Centered Gram / Covariance Fusion

This fusion targets covariance or Gram-matrix construction where a tall matrix is mean-centered, multiplied by its transpose, and scaled by n or n-1.

What Qualifies

  • Pattern: mean(X, 1)X - mean(X - mean)' * (X - mean) → division by a scalar (n-1 or n).
  • Transpose + mul pairing. One operand of the multiplication must be a transpose node whose input matches the centred matrix.
  • Scalar divisor. The denominator must be a compile-time scalar constant so the planner can identify biased vs unbiased covariance.
  • Exclusive ownership. All nodes involved (mean, subtraction, transpose, multiplication, division) must not already belong to another fusion group.

Why Centered Gram?

  • Centered Gram is a common pattern in linear algebra and statistics.
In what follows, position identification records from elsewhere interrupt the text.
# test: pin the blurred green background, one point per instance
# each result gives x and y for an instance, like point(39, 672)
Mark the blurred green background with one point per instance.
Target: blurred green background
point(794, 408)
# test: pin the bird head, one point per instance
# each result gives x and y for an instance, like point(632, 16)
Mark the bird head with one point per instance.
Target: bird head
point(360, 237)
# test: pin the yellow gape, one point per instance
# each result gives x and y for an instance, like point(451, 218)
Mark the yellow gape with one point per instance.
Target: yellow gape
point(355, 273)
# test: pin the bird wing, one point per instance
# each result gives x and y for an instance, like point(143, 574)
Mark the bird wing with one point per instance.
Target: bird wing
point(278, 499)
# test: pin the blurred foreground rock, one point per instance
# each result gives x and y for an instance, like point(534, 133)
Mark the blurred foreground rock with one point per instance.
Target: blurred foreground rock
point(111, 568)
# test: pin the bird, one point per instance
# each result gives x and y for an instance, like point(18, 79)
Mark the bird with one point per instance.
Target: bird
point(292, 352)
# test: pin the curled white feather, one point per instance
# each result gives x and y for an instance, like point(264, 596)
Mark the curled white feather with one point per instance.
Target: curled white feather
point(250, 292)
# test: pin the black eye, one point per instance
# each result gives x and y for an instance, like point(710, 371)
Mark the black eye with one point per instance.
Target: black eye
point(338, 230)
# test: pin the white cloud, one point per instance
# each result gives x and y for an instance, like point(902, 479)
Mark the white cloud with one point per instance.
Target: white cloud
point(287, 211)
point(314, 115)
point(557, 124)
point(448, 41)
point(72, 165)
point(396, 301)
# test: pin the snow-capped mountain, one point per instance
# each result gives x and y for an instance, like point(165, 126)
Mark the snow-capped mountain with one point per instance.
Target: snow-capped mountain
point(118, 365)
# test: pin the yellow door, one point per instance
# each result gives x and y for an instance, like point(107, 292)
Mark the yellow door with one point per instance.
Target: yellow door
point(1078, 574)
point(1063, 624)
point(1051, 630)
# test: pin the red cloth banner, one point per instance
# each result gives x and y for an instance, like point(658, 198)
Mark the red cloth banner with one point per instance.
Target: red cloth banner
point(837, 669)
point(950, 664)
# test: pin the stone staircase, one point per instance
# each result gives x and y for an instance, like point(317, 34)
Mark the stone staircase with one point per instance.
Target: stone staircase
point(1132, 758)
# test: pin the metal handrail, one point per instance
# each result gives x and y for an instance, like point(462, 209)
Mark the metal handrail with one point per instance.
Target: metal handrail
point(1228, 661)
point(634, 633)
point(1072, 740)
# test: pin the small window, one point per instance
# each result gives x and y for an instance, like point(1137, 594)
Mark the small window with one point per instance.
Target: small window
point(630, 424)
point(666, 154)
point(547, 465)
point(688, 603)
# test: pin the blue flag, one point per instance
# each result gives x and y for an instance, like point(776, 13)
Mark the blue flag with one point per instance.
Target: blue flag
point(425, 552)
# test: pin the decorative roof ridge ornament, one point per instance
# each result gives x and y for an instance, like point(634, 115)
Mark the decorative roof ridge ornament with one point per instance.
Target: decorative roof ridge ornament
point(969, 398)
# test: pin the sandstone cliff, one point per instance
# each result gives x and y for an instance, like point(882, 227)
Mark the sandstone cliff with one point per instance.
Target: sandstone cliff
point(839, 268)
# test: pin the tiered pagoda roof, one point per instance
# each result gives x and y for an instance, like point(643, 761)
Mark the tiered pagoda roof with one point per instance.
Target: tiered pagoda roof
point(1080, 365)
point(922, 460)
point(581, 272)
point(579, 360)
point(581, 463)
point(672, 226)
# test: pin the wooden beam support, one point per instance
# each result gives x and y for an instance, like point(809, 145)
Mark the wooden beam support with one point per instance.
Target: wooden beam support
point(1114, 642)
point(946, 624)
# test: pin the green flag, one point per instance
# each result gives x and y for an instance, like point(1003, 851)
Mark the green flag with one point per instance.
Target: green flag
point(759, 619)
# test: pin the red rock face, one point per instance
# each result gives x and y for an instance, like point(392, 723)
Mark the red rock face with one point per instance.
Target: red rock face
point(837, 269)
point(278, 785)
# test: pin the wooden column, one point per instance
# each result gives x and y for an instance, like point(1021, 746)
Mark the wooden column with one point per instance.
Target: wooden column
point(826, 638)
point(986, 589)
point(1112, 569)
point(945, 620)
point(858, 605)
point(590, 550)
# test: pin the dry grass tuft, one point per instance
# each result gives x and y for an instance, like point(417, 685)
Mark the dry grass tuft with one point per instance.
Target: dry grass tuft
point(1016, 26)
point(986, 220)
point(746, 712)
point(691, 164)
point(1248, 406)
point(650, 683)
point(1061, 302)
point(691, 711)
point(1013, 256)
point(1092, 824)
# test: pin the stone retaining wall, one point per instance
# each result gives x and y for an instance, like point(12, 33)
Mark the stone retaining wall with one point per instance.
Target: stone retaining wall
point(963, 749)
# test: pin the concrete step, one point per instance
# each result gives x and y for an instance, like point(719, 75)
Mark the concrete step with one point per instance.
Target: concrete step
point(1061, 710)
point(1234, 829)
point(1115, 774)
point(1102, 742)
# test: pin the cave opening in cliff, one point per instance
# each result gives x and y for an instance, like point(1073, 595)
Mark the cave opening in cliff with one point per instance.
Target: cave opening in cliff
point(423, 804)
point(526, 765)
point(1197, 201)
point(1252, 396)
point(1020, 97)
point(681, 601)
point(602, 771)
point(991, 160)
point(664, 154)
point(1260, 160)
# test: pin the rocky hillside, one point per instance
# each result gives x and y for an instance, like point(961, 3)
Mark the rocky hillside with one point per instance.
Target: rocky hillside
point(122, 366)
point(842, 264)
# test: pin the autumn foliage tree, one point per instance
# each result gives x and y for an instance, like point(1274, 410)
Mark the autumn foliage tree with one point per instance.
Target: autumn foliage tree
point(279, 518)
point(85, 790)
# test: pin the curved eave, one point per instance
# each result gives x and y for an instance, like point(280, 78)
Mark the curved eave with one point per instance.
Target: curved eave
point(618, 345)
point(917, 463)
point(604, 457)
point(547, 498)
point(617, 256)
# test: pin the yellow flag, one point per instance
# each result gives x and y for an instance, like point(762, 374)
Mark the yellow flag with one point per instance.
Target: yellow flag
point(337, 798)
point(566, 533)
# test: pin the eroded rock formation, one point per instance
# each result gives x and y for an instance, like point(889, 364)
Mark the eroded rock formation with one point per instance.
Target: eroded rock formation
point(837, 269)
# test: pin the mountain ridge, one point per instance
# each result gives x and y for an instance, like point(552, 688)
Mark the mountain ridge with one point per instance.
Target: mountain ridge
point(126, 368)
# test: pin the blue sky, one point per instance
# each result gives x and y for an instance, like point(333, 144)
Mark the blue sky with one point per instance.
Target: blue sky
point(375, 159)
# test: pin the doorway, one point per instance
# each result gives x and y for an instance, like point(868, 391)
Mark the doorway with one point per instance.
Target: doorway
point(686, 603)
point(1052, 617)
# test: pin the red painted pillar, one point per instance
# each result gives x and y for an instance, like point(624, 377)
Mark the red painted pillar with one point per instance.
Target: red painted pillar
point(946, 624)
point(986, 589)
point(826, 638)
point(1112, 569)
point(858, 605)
It shows up in covariance matrix construction, principal component analysis, and other linear algebra operations
  • By fusing this pattern, we can keep the Gram matrix resident on the GPU, avoiding the overhead of uploading and downloading it to the CPU.

Benefits

  • Zero host traffic. Neither the centred matrix nor the Gram matrix round-trips through the CPU.
  • Fewer GPU launches. We can consolidate multiple covariance matrix constructions into a single kernel, reducing the number of GPU launches.

Known Limitations

  • Only the canonical layout (mean → subtraction → transpose → matmul → scalar divide) is detected today.
  • Weighted covariance or per-column scaling is not yet fused.
  • Very large matrices may still trigger size guardrails in provider_impl.rs, forcing a fallback to the CPU implementation.

If your program follows the pattern above and still falls back, confirm that the divisor literal matches either size(X,1) or size(X,1)-1 exactly; otherwise the planner cannot classify the normalization.